Por um momento, Toto hesitou. Não por medo, mas porque a ideia de dar aquele próximo passo o consumia. Ele sempre soube que a vida na máfia não era fácil, mas o peso de tirar a vida de outro homem era algo com o qual ele ainda não tinha lidado. Ainda assim, não podia recuar.

— Sim, estou pronto — respondeu Toto, sua voz firme, mesmo que seu coração estivesse acelerado.

Marco assentiu, satisfeito com a resposta. Ele sabia que, a partir de agora, Toto seria testado em maneiras que jamais havia imaginado. Mas, como qualquer outro jovem que passara pela iniciação, ele teria que enfrentar esses desafios de frente.

— Amanhã cedo, encontraremos Vincenzo — disse Marco, enquanto retomavam a caminhada. — E você vai entender o que significa ser parte da família de verdade.

Toto continuou andando ao lado de Marco, seu coração ainda pesado. A ideia de sua primeira "missão" estava em sua mente como uma nuvem negra, mas ele sabia que, para sobreviver naquele mundo, teria que encarar aquilo de frente. Ele havia jurado lealdade, e agora, mais do que nunca, teria que provar que estava à altura do nome que carregava.

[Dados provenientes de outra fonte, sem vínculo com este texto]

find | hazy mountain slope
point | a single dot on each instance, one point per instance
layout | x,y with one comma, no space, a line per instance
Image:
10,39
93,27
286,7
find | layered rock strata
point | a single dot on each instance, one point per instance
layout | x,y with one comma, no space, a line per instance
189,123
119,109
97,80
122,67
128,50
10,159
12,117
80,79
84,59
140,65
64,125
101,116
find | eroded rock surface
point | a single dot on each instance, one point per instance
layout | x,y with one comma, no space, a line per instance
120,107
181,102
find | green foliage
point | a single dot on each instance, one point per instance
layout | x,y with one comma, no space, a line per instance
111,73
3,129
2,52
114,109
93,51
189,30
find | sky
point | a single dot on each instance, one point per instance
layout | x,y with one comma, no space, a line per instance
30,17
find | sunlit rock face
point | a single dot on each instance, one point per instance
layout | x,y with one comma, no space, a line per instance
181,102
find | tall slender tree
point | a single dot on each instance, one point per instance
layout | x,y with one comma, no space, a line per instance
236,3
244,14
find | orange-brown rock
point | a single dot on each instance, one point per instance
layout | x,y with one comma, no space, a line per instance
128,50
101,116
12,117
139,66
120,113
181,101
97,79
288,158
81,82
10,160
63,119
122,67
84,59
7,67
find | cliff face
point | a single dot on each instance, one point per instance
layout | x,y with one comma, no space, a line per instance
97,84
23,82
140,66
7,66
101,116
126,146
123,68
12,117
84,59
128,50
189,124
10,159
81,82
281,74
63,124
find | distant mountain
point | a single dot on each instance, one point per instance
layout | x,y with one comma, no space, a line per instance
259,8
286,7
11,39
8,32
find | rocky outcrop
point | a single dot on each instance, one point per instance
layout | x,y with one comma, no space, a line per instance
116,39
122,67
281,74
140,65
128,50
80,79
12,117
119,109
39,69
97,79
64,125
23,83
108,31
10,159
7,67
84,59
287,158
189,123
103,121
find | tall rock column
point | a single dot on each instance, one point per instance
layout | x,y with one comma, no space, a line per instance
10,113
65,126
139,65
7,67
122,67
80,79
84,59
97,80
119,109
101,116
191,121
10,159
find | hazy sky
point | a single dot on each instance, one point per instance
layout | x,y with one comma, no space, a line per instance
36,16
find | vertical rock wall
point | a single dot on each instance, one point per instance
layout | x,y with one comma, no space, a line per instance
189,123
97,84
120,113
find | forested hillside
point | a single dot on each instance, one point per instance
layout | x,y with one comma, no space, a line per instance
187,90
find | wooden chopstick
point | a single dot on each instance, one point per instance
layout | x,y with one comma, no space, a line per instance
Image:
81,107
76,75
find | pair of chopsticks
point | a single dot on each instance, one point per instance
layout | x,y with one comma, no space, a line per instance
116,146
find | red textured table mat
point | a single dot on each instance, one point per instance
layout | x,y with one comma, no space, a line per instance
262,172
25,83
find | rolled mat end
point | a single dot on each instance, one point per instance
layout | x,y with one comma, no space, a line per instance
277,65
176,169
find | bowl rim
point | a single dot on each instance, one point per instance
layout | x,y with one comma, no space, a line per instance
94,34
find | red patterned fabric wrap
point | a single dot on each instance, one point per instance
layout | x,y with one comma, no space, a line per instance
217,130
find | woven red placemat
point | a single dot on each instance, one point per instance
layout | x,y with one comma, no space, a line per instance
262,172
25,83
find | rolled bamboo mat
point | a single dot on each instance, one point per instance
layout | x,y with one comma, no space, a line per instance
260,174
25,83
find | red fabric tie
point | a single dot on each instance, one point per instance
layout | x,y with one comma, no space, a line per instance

Ao entrar em sua casa, ele encontrou a mãe ainda acordada, esperando por ele como fazia todas as noites. O sorriso dela era cansado, mas cheio de amor, uma lembrança de que, fora daquele mundo sombrio, ainda havia laços que Toto prezava. Mas, a partir de agora, ele sabia que até esses laços estariam em risco. A vida que ele escolhera não permitia fraquezas, nem mesmo no amor familiar.

— Como foi a noite, meu filho? — perguntou ela, com ternura.

— Tudo bem, mamma — respondeu Toto, beijando a testa dela. — Está tudo bem agora.

Mas, por dentro, Toto sabia que aquela seria a última noite que ele teria como o Salvatore de antes. A partir de amanhã, seria Toto Giordano, o homem da Cosa Nostra. E nada mais seria o mesmo.